People don't know how to eat right. Almost from birth, the food we take in and the way it is marketed conspire to make us addicted and even sick. As a result, all but a few of us will face an early grave because of our indulgences.
This is not the thesis of the recently released book "Salt Sugar Fat: How the Food Giants Hooked Us" by Michael Moss. Rather, it's the logical conclusion after years of studying the obesity epidemic, the science of nutrition, and the nature of the politics that surrounds public policy involving food. But Moss' book reinforces this view with an up-to-date narrative buttressed with gems of little-publicized data, confidential corporate memos and interviews with confessional food industry insiders.
After countless hours of reading about our agriculture system, industrial food complex, junk-food empires and the physiology of the obese human body, this book could have been snore-inducing for me. Instead, it was terrifying and thought-provoking.
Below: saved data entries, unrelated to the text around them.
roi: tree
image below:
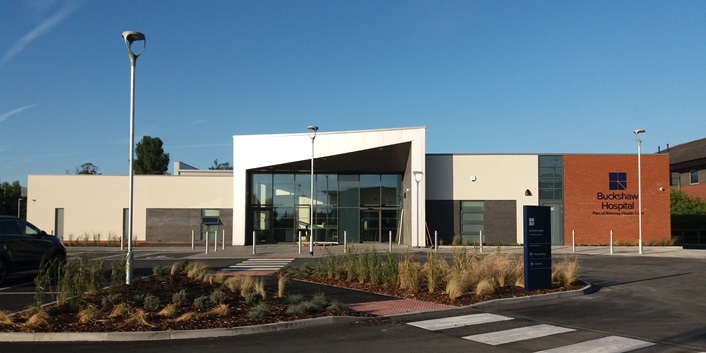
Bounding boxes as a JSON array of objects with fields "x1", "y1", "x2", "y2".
[
  {"x1": 134, "y1": 136, "x2": 170, "y2": 175},
  {"x1": 0, "y1": 180, "x2": 22, "y2": 217},
  {"x1": 671, "y1": 189, "x2": 706, "y2": 215},
  {"x1": 209, "y1": 159, "x2": 233, "y2": 170},
  {"x1": 76, "y1": 163, "x2": 101, "y2": 175}
]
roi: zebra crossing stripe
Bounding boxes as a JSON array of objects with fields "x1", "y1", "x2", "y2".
[
  {"x1": 533, "y1": 336, "x2": 655, "y2": 353},
  {"x1": 224, "y1": 258, "x2": 294, "y2": 272},
  {"x1": 463, "y1": 324, "x2": 575, "y2": 345},
  {"x1": 407, "y1": 313, "x2": 513, "y2": 331}
]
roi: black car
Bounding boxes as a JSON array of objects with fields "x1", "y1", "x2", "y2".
[{"x1": 0, "y1": 216, "x2": 66, "y2": 285}]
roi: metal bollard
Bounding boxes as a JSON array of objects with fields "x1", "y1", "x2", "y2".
[
  {"x1": 214, "y1": 231, "x2": 218, "y2": 252},
  {"x1": 253, "y1": 231, "x2": 257, "y2": 255},
  {"x1": 222, "y1": 229, "x2": 225, "y2": 250},
  {"x1": 479, "y1": 230, "x2": 484, "y2": 253},
  {"x1": 343, "y1": 230, "x2": 347, "y2": 254},
  {"x1": 610, "y1": 230, "x2": 614, "y2": 255},
  {"x1": 205, "y1": 232, "x2": 209, "y2": 254},
  {"x1": 434, "y1": 230, "x2": 438, "y2": 252},
  {"x1": 191, "y1": 230, "x2": 195, "y2": 250},
  {"x1": 572, "y1": 230, "x2": 575, "y2": 253},
  {"x1": 388, "y1": 230, "x2": 392, "y2": 252},
  {"x1": 298, "y1": 230, "x2": 302, "y2": 254}
]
"Salt Sugar Fat" has gotten a lot of media attention, some of it surprisingly lukewarm. One reviewer went out of his way to point out that it was definitely not Upton Sinclair's "The Jungle."
How could it be? "The Jungle" broke new ground. We're no longer a nation of innocents, blind to both the billions that are spent on junk food and the ever-widening waistlines that are the calling card of the Type 2 diabetes epidemic. We are living in a society in which experts are conducting rigorous scientific research on the importance of families eating together and writing advocacy articles about sitting down to eat because the act is quickly becoming extinct.
The reason so many of us willingly turn away from considering our daily life-altering food decisions is that we've fallen into believing that there's nothing we can do, even when there is.
This book won't inspire many of us to think otherwise.
One of the many new factoids I picked up concerns our addiction to salt -- babies are not born with an inherent love for it, as they are with sugar. It's a preference they develop once parents start plying them with the salty cereals (like Cheerios, though few people know that), crackers and other foods they themselves so love.
Another fascinating tidbit answers the question I've been asking myself for years: Why isn't healthful nutrition a part of the standard curriculum in food-preparation classes offered in public schools?
The rest is no less alarming, even to those highly aware of the many scientific and marketing tactics that persuade people to fall in love with convenient fatty, sugary, salty foods. And when I say people I mean even the ones, like myself, who believe that personal responsibility is the No. 1 cure for our nation's failing health. Hey, at the end of the day I'm still someone who grew up eating peanut butter sandwiches with a side of crunchy Cheetos ("one of the most marvelously constructed foods on the planet, in terms of pure pleasure," according to one food scientist) and a tall glass of Coca-Cola -- and I still crave such foods.
The details of the high-tech science used to make foods so tasty as to compel overconsumption are explored in depth in the book. As Moss concludes:
"This book is intended as a wake-up call to the issues and tactics at play in the food industry, to the fact that we are not helpless in facing them down. We have choices, particularly when it comes to grocery shopping, and I saw this book, on its most basic level, as a tool for defending ourselves when we walk through those doors."
Read "Salt Sugar Fat" and start defending yourself.